Le salon des maires et des collectivités locales a ouvert ses portes mardi 21 novembre au parc des expositions de Paris. L’occasion pour nous de revenir en détails sur les changements liés à la transformation numérique, et notamment sur ceux qui s’opèrent dans les relations qu’entretiennent les mairies et les citoyens. Voici ce que nous avons retenu de cette première journée passée au parc des expositions.

François Baroin, le président de l'Association des Maires de France CC/Flickr ©Fondapol-Fondation pour l'innovation politique
François Baroin, le président de l’Association des Maires de France CC/Flickr ©Fondapol-Fondation pour l’innovation politique

Les mairies 2.0 ne vous disent rien ? La première conférence de la journée a pourtant traité de ce thème, ainsi que des interactions entre les acteurs du service public et les citoyens. Animée par Nelly Moussu, journaliste et rédactrice en chef adjointe de SmartCity Mag, cette conférence a permis d’obtenir un bref aperçu de plusieurs évolutions liées à la transformation digitale.

Hugues de Domingo, community manager et chargé de mission numérique au Grand Projet des Villes Rive Droite de la communauté urbaine de Bordeaux, a fait part de son expérience dans la mise en place de ce projet. Un projet qui a pour vocation à accompagner les communes dans des opérations de renouvellement urbain (culture, urbanisme, …). Au départ, les plus jeunes, entre 15 et 40 ans, ont posé un défi aux communes qui avaient beaucoup de mal à les impliquer. Et pour cause : leur mode de communication est différent et ils sont aussi souvent pris par des engagements (études, début de leur carrière, jeunes enfants,…). Les services de communication n’avaient, eux, pas évolué et utilisaient un langage trop administratif et trop technique pour le grand public, ce qu’a résumé le community manager en expliquant que « les services de communication n’étaient plus un haut-parleur pour le grand public mais à destination des élus ».

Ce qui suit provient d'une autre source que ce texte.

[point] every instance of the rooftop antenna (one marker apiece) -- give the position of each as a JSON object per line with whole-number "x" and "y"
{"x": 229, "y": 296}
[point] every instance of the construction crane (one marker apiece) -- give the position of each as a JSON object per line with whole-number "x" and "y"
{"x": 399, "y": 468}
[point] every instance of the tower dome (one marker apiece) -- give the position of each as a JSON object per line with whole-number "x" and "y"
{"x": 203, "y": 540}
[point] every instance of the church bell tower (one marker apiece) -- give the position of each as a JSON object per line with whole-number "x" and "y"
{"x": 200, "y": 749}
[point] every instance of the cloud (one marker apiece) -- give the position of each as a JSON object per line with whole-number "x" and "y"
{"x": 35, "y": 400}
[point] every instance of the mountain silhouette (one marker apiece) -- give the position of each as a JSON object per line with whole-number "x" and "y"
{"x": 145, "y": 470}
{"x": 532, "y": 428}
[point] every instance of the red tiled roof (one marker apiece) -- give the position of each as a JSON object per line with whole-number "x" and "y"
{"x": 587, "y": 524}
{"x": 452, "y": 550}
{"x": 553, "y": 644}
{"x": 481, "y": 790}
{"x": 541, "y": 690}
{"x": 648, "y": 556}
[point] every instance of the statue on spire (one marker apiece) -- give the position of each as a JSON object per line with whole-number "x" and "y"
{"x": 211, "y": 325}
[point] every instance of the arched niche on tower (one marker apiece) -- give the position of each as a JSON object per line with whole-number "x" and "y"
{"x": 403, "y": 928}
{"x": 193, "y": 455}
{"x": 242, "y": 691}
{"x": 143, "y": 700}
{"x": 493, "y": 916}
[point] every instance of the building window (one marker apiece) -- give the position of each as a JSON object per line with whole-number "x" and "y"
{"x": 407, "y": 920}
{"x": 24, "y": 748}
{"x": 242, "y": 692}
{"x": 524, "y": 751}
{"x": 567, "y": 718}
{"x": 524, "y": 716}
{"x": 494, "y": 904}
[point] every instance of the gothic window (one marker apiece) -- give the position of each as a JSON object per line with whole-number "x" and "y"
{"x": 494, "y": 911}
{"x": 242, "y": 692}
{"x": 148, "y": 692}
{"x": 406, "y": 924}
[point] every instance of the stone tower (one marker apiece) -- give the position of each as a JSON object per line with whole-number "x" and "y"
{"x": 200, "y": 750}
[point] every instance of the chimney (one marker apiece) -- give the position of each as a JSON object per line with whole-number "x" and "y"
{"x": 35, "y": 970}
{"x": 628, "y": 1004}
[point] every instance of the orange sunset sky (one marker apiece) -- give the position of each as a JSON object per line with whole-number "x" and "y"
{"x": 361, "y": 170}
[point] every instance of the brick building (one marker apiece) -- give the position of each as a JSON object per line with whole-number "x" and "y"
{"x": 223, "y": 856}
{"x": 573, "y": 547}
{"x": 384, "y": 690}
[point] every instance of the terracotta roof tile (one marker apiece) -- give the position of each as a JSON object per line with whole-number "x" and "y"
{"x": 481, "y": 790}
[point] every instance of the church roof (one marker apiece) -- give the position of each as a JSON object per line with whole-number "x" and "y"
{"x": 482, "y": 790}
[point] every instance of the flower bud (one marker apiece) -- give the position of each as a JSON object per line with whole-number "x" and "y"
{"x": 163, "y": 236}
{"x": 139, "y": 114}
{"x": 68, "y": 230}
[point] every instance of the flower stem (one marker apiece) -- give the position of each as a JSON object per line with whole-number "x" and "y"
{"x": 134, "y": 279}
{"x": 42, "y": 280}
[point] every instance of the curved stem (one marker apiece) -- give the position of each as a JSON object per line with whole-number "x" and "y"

Pour remédier au problème, plusieurs pages Facebook collaboratives ont été mises en place. La page J’aime la Rive Droite est, par exemple, destinée aux thématiques communales et permet aux citoyens d’échanger autour des différents projets. Une page plus spécifique a également pour objectif d’accompagner les habitants des quartiers dans la création d’entreprise, tandis qu’une autre vise à échanger autour de l’élaboration de l’espace naturel. Le but ? Que les jardiniers travaillent ensemble entre les communes et se coordonnent. Résultat ? Sur environ 65 000 habitants présents sur le territoire, plus de 6 500 se sont abonnés à la page principale. Les autres pages regroupent, elles, jusqu’à 1 000 personnes. Un succès pour la communauté urbaine. « Les réseaux sociaux ont permis de retourner à une communication plus directe. Une page Facebook ou un Twitter sur lequel un élu est interrogé, c’est comme la place du marché un samedi matin où un élu vient serrer des mains », a résumé Hugues de Domingo.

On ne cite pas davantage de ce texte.